After excluding HIT as the cause of the thrombus, the other possible cause is surgical trauma to the LAA. As TEE can provide false-negative results [10], it is advisable to inspect the LAA by the surgeon to confirm the absence of thrombi, particularly in patients with the above mentioned risk factors for atrial thrombi formation. This surgical trauma to the LAA could have triggered extensive thrombin generation and thrombus formation in the present case. Indeed, thrombus formation at the coronary sinus has been reported in MVR [11] and repair of the tetralogy of Fallot [12]. In these cases, surgical trauma to the coronary sinus was considered to be a possible cause of thrombosis. On the other hand, as the thrombus was detected after surgery in these cases, it is different from the present case of thrombus formed during CPB under full heparinization.

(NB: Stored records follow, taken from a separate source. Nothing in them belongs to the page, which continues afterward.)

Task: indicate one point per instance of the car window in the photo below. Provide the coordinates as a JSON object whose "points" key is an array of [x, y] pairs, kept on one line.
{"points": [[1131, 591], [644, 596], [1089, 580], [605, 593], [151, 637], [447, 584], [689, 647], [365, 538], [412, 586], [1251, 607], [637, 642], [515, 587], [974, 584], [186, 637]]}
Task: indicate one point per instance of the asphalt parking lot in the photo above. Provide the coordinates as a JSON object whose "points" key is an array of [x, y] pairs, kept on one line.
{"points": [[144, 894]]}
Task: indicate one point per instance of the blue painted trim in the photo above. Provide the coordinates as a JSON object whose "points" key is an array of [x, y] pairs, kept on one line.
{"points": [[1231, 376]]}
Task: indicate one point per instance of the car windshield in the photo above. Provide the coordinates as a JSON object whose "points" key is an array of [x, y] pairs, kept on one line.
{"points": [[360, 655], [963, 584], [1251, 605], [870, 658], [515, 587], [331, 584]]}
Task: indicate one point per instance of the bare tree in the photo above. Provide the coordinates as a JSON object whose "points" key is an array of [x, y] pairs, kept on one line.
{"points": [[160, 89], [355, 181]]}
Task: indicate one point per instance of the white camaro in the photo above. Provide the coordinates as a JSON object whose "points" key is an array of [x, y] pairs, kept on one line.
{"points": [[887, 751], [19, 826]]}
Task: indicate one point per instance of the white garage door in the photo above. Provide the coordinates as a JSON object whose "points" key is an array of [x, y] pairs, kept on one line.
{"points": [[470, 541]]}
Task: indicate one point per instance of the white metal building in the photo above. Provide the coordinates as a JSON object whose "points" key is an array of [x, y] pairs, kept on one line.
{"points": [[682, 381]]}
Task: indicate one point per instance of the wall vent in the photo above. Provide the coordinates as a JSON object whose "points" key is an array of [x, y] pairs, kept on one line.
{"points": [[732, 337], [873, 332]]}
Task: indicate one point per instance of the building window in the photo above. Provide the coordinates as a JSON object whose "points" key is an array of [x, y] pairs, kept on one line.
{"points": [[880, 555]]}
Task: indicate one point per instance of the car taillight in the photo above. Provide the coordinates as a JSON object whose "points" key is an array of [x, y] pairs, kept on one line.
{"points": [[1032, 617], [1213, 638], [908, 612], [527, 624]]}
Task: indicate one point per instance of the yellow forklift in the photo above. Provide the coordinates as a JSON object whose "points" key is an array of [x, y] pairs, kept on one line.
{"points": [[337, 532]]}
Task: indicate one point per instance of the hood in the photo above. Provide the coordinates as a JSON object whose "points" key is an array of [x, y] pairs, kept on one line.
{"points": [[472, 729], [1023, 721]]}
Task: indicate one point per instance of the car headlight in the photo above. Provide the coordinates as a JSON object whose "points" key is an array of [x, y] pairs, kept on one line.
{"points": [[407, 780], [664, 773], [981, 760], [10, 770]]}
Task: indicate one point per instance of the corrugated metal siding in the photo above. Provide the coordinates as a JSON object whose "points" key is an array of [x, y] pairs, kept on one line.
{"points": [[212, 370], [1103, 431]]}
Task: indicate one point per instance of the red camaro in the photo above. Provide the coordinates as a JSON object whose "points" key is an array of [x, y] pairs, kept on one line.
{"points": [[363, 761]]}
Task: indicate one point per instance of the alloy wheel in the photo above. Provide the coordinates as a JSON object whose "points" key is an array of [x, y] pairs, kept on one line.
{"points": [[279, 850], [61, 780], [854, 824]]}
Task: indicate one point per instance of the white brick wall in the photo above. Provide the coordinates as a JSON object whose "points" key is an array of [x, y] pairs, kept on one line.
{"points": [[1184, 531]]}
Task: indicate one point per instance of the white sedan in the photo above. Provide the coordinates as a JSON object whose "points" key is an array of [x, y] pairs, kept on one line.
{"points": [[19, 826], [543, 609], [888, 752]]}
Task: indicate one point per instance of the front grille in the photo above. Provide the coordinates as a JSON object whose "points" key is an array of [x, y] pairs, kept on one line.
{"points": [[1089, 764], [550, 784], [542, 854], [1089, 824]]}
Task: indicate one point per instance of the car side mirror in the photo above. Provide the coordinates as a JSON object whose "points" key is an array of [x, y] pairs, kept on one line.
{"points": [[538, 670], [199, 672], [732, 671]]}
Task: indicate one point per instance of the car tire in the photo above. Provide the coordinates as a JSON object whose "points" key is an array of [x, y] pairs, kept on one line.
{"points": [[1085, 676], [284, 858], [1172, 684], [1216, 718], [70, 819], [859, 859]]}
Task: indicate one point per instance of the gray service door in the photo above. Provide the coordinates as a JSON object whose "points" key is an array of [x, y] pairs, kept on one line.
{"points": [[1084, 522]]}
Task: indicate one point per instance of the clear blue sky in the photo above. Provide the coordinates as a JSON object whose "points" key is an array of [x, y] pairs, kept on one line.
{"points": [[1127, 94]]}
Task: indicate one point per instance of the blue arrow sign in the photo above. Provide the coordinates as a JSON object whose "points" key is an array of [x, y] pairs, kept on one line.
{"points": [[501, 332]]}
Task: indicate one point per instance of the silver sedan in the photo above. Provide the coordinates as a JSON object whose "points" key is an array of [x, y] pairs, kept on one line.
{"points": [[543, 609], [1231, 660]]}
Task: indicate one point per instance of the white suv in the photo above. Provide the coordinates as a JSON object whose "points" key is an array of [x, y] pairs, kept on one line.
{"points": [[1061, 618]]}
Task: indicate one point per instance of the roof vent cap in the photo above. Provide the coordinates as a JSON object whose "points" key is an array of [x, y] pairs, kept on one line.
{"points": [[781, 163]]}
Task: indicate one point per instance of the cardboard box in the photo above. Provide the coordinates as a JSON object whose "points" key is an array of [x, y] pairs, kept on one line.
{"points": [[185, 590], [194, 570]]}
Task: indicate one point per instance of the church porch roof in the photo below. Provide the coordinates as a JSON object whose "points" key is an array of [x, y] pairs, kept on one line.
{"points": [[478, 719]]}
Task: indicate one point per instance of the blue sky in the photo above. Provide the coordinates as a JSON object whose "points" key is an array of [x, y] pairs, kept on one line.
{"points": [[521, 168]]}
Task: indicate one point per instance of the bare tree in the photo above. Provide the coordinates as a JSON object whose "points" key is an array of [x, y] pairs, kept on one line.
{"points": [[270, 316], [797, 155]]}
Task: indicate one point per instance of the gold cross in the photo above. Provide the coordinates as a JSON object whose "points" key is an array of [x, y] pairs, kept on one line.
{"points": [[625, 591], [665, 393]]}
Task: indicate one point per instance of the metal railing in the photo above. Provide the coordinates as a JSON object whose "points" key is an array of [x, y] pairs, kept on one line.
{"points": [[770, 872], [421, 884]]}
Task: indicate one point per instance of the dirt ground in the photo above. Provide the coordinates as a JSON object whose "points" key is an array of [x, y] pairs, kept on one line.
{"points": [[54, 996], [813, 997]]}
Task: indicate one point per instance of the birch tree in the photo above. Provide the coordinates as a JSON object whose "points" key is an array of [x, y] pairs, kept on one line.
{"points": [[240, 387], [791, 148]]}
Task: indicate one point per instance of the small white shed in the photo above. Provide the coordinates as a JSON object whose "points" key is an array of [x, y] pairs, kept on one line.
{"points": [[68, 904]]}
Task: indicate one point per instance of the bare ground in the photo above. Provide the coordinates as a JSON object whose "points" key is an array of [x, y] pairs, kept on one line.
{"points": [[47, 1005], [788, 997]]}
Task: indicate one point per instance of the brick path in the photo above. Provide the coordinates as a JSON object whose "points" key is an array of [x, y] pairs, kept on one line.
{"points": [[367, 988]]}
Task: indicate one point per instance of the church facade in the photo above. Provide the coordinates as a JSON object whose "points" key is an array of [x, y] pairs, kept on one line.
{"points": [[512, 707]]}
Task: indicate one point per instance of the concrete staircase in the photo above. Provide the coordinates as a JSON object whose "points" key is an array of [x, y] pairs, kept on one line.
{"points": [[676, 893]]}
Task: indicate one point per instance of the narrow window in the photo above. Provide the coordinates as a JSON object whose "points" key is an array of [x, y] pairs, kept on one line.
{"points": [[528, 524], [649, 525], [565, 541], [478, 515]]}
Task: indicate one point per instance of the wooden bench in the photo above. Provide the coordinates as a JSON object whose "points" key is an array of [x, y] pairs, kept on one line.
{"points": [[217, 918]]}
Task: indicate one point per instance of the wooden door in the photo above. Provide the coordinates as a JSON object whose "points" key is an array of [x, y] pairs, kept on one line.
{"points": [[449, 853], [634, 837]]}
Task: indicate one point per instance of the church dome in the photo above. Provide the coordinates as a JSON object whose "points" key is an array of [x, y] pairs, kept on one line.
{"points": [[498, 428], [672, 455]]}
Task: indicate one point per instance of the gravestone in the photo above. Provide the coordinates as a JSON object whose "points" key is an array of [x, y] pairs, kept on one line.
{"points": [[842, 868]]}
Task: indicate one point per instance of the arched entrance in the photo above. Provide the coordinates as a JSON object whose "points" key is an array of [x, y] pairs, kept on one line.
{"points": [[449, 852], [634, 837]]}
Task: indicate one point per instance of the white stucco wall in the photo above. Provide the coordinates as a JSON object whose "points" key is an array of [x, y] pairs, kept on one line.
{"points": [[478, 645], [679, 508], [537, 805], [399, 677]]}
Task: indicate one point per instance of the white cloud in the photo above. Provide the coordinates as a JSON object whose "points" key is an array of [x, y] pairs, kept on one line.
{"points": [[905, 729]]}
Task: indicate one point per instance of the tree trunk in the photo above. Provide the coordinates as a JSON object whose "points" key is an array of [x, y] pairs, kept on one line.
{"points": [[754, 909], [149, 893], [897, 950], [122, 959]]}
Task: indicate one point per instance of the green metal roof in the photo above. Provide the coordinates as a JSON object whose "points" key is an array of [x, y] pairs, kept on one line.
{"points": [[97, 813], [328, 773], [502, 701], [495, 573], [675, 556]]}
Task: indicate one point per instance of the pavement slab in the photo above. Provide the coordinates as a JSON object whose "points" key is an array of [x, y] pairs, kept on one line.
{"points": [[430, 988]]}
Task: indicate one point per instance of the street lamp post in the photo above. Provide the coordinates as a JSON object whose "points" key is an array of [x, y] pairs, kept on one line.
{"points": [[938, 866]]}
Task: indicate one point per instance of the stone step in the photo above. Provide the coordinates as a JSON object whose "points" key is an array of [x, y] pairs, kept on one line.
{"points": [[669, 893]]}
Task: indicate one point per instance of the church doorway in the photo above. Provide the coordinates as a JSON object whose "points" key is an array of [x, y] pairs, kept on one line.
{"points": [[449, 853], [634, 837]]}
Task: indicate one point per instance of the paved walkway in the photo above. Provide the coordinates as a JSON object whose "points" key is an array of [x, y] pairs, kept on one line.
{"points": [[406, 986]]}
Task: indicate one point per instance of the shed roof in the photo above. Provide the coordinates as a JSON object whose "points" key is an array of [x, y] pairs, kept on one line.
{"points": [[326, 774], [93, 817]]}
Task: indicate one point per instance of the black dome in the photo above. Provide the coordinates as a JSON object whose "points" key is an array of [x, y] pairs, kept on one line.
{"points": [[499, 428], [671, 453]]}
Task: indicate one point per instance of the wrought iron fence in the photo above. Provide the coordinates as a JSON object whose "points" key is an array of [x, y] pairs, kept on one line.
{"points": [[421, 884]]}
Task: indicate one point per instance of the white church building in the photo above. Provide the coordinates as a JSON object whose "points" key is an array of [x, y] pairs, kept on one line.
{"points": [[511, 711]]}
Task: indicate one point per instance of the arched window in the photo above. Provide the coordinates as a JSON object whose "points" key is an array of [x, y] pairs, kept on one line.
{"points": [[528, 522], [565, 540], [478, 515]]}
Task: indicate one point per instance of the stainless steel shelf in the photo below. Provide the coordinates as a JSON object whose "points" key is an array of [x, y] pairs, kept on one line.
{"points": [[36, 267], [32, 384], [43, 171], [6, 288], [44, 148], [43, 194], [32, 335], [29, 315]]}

Regardless of the cause or location, a comprehensive TEE examination is still the best way of detecting intracardiac thrombi. TEE is the gold standard for the detection of LAA thrombi, with a 93-100% sensitivity and 99-100% specificity [13]. Although TEE has high sensitivity and specificity for the detection of LAA thrombi, false-negative results can occur because the LAA is normally multi-lobed, and a thrombus may be overlooked [10].
In this case, a newly formed LAA was observed during CPB under full heparinization, maintaining an ACT > 500 seconds by intraoperative TEE. Although the precise mechanism is unclear, this case shows that adequate ACT during CPB does not ensure the suppression of thrombus formation. This case also highlights the importance of routine serial and comprehensive intraoperative TEE during cardiac surgery because it prevented the patient from unexpected thromboembolic complications in the current case.